A invasão — continuação
— Avança, avança! — Iago gritou, o fuzil colado no ombro.
— Segura cadência, c*****o! — Terror retrucou, encostando o corpo na parede descascada e mandando rajada curta na descida do beco. — Se gastar pente agora, nós fica vendido!
Um soldado atrás deles gritou, abaixado no canto do beco:
— Tô seco, preciso trocar! — era o Menor D, um dos mais ligeiros da tropa.
— Cobre ele, Iago! — Terror ordenou sem tirar o olho da frente.
Iago se lançou na quina da parede, botou o corpo rápido e despejou sequência em direção aos caveira que vinham subindo. A rajada obrigou os policiais a recuarem alguns passos, se escondendo atrás de um portão de ferro.
— Troca tranquilo! Tô na frente! — Iago berrou, dedo firme no gatilho.
— Valeu! — Menor D respondeu, já ajoelhado trocando pente, a mão tremendo de pressa.
De repente um estampido seco explodiu perto. A bala bateu no muro e arrancou lasca de cimento bem na linha do rosto do Iago. Ele recuou de um pulo.
— c*****o, quase! Esses filha da p**a tão mirando na gente.
— Fica esperto, p***a! — Terror respondeu rápido, sem parar de disparar.

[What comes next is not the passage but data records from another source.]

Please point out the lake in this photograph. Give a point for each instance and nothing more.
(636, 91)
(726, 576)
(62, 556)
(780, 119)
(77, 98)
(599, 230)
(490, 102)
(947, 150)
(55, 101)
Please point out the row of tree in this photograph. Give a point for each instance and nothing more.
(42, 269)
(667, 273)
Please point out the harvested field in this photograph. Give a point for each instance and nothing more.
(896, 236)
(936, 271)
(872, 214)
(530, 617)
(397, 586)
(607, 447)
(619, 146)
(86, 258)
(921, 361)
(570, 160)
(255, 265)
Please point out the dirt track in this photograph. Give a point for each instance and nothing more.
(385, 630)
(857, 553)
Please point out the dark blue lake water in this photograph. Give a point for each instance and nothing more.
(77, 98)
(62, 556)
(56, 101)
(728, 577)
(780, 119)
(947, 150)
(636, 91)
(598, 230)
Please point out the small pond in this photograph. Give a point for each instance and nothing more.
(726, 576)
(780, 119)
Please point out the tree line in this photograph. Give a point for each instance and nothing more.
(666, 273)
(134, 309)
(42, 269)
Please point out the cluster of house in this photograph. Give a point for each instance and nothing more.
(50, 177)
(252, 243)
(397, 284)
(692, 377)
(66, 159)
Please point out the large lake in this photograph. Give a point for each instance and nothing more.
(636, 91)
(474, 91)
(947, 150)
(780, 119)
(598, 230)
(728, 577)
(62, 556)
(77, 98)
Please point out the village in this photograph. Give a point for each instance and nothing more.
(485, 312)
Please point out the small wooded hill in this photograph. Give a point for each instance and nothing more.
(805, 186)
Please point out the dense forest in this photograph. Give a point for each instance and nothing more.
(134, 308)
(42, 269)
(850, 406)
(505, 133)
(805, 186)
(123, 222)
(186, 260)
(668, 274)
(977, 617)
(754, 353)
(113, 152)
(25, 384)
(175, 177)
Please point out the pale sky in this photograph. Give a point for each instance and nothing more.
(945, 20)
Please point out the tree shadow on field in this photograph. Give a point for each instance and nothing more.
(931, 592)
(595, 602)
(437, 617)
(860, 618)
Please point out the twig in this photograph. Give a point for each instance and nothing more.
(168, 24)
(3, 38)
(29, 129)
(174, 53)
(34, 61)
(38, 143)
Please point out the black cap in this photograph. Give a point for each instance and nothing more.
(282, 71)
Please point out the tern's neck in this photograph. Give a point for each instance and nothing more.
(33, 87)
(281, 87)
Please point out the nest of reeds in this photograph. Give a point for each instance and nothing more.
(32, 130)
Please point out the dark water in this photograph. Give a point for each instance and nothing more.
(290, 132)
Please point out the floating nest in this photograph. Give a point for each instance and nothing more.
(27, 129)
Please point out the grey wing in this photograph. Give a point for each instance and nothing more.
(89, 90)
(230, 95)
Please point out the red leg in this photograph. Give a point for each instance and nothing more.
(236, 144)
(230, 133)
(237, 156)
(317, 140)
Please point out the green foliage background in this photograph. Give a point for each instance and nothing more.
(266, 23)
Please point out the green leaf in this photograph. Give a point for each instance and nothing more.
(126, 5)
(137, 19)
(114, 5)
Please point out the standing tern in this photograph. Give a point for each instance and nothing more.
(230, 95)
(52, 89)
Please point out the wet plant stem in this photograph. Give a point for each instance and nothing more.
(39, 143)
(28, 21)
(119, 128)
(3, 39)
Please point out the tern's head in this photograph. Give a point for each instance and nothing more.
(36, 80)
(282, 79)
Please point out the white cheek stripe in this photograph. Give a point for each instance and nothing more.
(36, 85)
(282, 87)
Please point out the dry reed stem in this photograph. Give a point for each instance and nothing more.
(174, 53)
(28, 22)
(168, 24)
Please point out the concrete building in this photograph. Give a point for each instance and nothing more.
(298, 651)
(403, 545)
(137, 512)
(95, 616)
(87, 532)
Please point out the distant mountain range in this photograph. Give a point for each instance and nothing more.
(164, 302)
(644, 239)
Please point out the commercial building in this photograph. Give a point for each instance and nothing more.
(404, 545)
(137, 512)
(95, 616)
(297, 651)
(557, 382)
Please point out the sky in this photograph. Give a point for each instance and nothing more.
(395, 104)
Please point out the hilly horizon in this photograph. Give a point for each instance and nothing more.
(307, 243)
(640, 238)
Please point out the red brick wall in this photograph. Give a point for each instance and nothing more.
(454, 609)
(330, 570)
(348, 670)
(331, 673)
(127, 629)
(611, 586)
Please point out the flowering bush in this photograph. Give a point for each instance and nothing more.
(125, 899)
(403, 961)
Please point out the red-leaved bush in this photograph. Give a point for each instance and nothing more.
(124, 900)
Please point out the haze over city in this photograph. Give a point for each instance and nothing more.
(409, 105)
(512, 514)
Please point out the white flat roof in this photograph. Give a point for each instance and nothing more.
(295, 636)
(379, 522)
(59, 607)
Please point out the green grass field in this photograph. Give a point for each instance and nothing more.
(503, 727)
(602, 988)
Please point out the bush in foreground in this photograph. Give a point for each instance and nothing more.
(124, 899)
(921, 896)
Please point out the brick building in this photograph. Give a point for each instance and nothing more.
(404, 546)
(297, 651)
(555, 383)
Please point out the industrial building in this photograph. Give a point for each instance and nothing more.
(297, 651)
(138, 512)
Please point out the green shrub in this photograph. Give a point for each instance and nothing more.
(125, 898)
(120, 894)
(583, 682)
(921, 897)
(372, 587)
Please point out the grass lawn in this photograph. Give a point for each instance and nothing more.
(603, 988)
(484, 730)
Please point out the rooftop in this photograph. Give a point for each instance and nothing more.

A poucos metros dali já dava pra ouvir o barulho das deles subindo no beco, a tropa do BOPE avançando com gritos:
— Avança, vai, vai, não recua!
O eco encheu a viela apertada.
— Eles tão colado! — Vascaíno avisou da outra quina, já com a arma apontada.
— Então segura perto! — Iago rebateu, travando o fuzil no ombro e fixando o olho na curva do beco.
Três polícias apareceram de repente, surgindo pelo beco, fuzil na frente. Iago mirou em cheio, o primeiro caiu com tiro certeiro no peito. Os outros dois tentaram recuar, mas tomaram rajada do Terror, que varou o canto da parede.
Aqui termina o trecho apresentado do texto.